Among the most unique frozen flavors we've ever enjoyed came from Don Lulo a charming setup about the square footage of a king sized bed that specialized in home-made Mexican paletas. They were delicious - fear of foreign water be damned (they assured us it was made of purified, filtered water).
The decor was Mexican cute at it's finest - the art looked like the love child of Hello Kitty and a manga Don Quixote. The tastes blew my mind - if you catch me dreaming with a smile on my face, odds are I'm remembering my tamarindo, mango and chile paleta.
Fantastic Beasts And Where To Find Them
Oaxaca is known as the birthplace of alebrijes, carved wooden figures painted in bright, psychedelic colors representing fantastic creatures born of the fever dream of a local named Pedro Linares in the 1930s. After an illness brought him visions of these creatures, he rendered them in cardboard and paper mache.
Local artists co-opted his creations into the existing tradition of carving figures in local copal wood and subsequently painted them in the same electrifying color combinations, leading to a folk art movement that continues to iterate and astound.
Our airbnb hosts helped us hire a cab for a day to take us to some of the nearby villages specializing in alebrije production, where artists demonstrated how local herbs and powders were used to create bright organic pigments used by many artisans and gave tours of their workshops.
While we enjoyed experiencing the workshops, we ended up finding the best piece at a best price in a market in Oaxaca City, a psychedelically painted bull. After a spirited family debate, we named it Aida, after a friend of my grandmother's.

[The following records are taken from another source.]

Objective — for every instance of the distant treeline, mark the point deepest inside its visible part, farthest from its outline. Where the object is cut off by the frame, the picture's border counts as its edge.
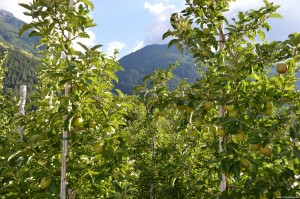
(20, 69)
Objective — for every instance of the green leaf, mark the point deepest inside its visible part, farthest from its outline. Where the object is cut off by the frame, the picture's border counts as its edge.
(28, 7)
(112, 75)
(261, 35)
(24, 28)
(275, 15)
(167, 34)
(296, 152)
(83, 46)
(172, 42)
(34, 34)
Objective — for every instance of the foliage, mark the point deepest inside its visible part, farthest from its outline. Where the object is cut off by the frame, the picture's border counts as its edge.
(21, 69)
(146, 60)
(158, 143)
(238, 74)
(9, 29)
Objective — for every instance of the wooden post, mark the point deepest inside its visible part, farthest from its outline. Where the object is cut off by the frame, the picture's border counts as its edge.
(65, 139)
(223, 184)
(23, 93)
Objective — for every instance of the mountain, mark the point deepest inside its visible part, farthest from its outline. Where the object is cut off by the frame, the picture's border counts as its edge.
(9, 34)
(21, 63)
(146, 60)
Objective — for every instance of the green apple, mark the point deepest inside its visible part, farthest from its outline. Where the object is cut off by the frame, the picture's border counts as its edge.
(229, 108)
(206, 31)
(78, 122)
(221, 132)
(92, 124)
(240, 137)
(269, 112)
(45, 182)
(281, 68)
(116, 175)
(197, 122)
(245, 163)
(269, 105)
(98, 148)
(255, 147)
(195, 133)
(83, 88)
(162, 113)
(232, 114)
(212, 128)
(277, 194)
(266, 151)
(207, 105)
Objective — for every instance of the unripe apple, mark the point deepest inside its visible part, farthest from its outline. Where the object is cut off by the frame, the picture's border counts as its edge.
(195, 133)
(240, 137)
(116, 175)
(229, 108)
(245, 163)
(266, 151)
(98, 148)
(45, 182)
(269, 105)
(221, 132)
(206, 31)
(281, 68)
(255, 147)
(207, 105)
(162, 113)
(277, 194)
(92, 124)
(197, 122)
(269, 112)
(232, 114)
(83, 88)
(212, 128)
(78, 122)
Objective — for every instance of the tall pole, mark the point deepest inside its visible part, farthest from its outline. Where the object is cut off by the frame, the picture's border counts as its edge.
(23, 93)
(223, 184)
(65, 138)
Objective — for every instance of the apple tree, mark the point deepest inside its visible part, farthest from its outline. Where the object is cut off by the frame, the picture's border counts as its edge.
(74, 95)
(254, 107)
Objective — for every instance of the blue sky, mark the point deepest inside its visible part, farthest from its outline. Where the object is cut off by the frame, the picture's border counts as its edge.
(132, 24)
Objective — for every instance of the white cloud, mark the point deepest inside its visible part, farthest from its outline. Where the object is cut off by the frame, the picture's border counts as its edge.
(138, 46)
(13, 7)
(111, 47)
(280, 27)
(161, 13)
(89, 42)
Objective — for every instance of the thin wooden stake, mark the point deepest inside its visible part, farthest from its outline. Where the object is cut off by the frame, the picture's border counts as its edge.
(65, 139)
(223, 183)
(23, 93)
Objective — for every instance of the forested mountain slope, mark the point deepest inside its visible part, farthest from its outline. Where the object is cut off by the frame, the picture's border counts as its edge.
(146, 60)
(9, 34)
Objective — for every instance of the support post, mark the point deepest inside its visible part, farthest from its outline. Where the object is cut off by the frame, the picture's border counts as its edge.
(65, 137)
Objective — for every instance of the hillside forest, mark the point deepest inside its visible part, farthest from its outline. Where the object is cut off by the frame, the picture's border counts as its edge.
(231, 133)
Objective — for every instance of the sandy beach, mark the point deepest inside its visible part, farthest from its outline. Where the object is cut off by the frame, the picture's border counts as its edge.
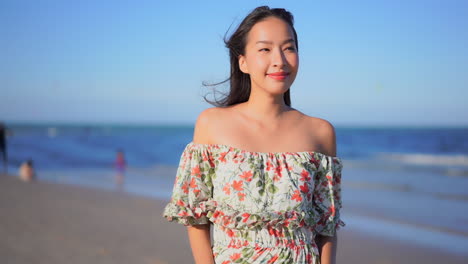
(44, 222)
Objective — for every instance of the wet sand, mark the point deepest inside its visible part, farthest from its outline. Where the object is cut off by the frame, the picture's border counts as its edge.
(53, 223)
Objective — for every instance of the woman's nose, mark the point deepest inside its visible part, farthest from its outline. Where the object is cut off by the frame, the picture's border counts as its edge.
(279, 60)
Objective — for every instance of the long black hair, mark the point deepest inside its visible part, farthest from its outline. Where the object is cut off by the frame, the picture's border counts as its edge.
(239, 91)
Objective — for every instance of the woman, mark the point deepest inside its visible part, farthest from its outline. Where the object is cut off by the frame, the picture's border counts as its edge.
(263, 173)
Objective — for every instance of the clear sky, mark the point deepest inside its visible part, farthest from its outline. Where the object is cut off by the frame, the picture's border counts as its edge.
(361, 62)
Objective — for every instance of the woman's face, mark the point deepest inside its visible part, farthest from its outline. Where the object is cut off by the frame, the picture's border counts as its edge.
(270, 58)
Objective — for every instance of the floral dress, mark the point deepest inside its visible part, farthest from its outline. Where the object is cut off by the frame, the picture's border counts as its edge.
(264, 207)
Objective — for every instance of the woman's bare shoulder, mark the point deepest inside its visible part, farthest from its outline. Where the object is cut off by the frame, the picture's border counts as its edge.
(323, 132)
(206, 124)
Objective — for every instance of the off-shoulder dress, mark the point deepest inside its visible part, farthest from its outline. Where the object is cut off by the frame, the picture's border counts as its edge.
(264, 207)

[As my grandmother developed dementia in her 80s, old Cuban friends living out of state came to visit my grandparents while they still had good days. One such friend elicited a mixed response from my grandmother - a sense of gratitude that their friendship had endured the decades, combined with a depression-era orphan's sensitivity to the costs of hosting. "That woman eats like a bull!" my grandmother told anyone in earshot for weeks after her friend visited.]

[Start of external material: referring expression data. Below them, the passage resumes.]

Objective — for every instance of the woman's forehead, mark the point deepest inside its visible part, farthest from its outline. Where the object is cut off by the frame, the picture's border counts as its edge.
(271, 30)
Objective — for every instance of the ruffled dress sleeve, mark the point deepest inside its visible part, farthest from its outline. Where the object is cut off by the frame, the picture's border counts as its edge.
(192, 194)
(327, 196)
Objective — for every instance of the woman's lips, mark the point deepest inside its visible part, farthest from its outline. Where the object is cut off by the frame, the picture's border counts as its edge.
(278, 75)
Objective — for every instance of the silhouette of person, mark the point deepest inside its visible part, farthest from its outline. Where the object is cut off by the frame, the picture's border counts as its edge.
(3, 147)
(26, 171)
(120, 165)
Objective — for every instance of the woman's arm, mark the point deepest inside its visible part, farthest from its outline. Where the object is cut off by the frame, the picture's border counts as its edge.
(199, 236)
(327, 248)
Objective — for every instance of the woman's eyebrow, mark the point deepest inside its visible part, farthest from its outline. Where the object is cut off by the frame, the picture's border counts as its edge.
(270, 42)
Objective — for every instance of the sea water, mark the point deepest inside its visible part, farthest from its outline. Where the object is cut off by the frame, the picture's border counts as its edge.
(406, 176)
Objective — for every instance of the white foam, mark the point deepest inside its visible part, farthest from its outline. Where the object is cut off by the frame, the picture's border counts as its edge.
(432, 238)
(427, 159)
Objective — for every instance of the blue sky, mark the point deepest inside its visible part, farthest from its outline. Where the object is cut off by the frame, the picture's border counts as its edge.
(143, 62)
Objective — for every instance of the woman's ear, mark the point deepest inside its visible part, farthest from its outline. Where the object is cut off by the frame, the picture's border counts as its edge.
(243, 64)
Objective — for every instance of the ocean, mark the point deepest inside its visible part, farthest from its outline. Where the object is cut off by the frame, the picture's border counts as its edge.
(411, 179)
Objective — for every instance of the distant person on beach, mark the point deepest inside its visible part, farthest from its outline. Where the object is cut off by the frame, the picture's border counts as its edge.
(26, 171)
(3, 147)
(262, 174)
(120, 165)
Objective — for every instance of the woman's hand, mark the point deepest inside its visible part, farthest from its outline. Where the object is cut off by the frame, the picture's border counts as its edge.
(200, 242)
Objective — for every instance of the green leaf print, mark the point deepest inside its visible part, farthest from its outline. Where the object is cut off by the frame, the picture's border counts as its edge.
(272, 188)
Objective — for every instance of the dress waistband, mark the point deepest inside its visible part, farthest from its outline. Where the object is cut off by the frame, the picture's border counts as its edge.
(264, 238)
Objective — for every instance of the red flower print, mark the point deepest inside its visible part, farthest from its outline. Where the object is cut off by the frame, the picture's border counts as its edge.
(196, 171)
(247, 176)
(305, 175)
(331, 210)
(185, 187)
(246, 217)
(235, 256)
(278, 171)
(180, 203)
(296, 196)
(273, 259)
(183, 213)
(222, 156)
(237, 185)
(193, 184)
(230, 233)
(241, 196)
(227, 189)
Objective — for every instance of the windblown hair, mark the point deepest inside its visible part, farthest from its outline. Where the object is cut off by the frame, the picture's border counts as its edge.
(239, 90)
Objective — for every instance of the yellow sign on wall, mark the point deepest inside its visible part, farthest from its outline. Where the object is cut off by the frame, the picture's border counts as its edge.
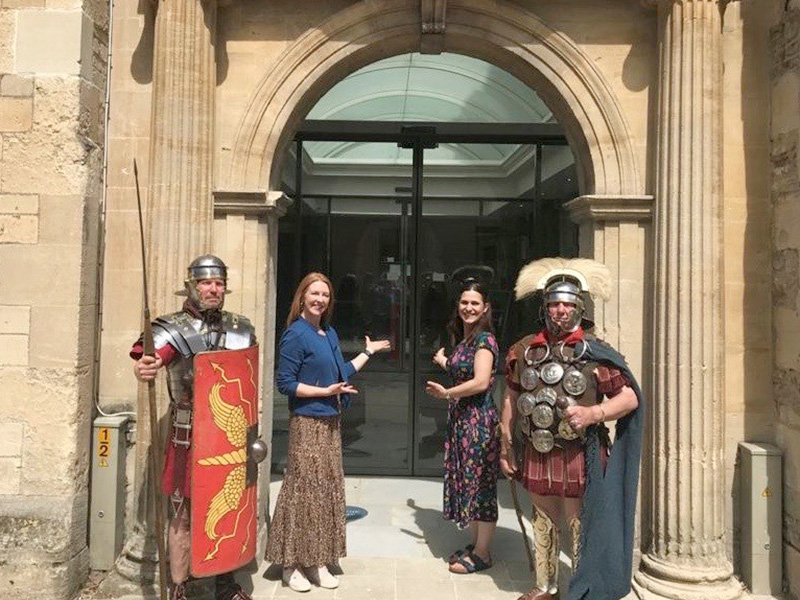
(103, 446)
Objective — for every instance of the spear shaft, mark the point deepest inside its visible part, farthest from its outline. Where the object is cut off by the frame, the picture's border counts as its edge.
(149, 348)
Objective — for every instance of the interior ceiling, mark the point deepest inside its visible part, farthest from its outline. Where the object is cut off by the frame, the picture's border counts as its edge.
(416, 87)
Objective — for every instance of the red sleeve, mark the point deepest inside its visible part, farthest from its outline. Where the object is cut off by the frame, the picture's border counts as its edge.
(167, 352)
(610, 381)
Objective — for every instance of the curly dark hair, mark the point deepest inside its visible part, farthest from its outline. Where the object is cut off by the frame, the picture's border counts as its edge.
(456, 326)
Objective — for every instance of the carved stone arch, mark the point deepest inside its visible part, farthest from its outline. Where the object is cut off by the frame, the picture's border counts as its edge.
(499, 32)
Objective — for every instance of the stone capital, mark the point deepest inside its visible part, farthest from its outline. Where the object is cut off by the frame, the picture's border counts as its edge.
(610, 208)
(657, 3)
(267, 204)
(433, 13)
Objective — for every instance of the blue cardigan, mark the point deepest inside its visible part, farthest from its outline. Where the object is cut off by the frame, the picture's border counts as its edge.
(305, 356)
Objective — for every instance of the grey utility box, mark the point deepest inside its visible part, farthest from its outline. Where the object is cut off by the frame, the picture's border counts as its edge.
(106, 517)
(761, 543)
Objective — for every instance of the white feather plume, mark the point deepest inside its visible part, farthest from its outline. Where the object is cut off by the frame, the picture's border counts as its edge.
(533, 276)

After being impressed with a couple of graffiti murals, I took a chance and spent some time searching for an online guides to street art in Oaxaca City. This was one of the best impulses I could have followed.

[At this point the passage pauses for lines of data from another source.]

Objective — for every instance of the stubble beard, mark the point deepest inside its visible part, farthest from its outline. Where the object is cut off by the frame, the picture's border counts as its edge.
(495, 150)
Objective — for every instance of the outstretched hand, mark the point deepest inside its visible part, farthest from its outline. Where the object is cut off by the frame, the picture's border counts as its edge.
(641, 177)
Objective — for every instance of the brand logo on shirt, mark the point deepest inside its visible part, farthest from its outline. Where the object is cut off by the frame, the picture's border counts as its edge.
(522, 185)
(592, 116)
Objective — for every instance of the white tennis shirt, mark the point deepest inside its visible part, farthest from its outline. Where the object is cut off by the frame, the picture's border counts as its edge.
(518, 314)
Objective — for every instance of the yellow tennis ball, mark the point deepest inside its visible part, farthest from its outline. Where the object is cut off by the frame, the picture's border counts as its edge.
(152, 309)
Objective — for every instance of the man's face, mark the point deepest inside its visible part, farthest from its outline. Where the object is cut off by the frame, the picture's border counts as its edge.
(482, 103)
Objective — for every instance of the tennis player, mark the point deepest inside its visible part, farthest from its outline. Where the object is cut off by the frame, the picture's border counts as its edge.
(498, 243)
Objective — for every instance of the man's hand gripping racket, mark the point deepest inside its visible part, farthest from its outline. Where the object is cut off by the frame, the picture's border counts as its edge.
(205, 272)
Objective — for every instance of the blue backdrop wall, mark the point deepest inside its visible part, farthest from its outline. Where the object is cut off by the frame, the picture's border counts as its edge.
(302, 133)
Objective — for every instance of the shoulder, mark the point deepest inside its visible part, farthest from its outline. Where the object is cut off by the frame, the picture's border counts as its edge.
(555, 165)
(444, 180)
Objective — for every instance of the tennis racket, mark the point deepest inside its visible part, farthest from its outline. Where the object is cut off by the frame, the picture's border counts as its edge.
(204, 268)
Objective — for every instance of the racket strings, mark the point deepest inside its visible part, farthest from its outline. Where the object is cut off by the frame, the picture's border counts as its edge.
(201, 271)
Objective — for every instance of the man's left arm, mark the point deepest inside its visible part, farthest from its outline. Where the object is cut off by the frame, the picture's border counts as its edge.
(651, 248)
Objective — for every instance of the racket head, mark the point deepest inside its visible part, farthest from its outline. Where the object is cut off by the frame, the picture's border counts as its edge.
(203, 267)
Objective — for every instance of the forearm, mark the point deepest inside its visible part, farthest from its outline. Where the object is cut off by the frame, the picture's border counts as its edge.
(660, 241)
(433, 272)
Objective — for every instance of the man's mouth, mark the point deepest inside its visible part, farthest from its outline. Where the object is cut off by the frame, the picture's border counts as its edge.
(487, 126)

The half day we spent following beauty led to elaborate political art, whimsy, modern takes on traditional Mexican artistic tropes and surrealist fantasy. It led us to stumble across a phenomenal park the kids loved, that we'd never have discovered by staying on the tourist circuit.
This turned out to be among our favorite days as a family, and taking an afternoon for street art is a tradition I hope to continue wherever we travel.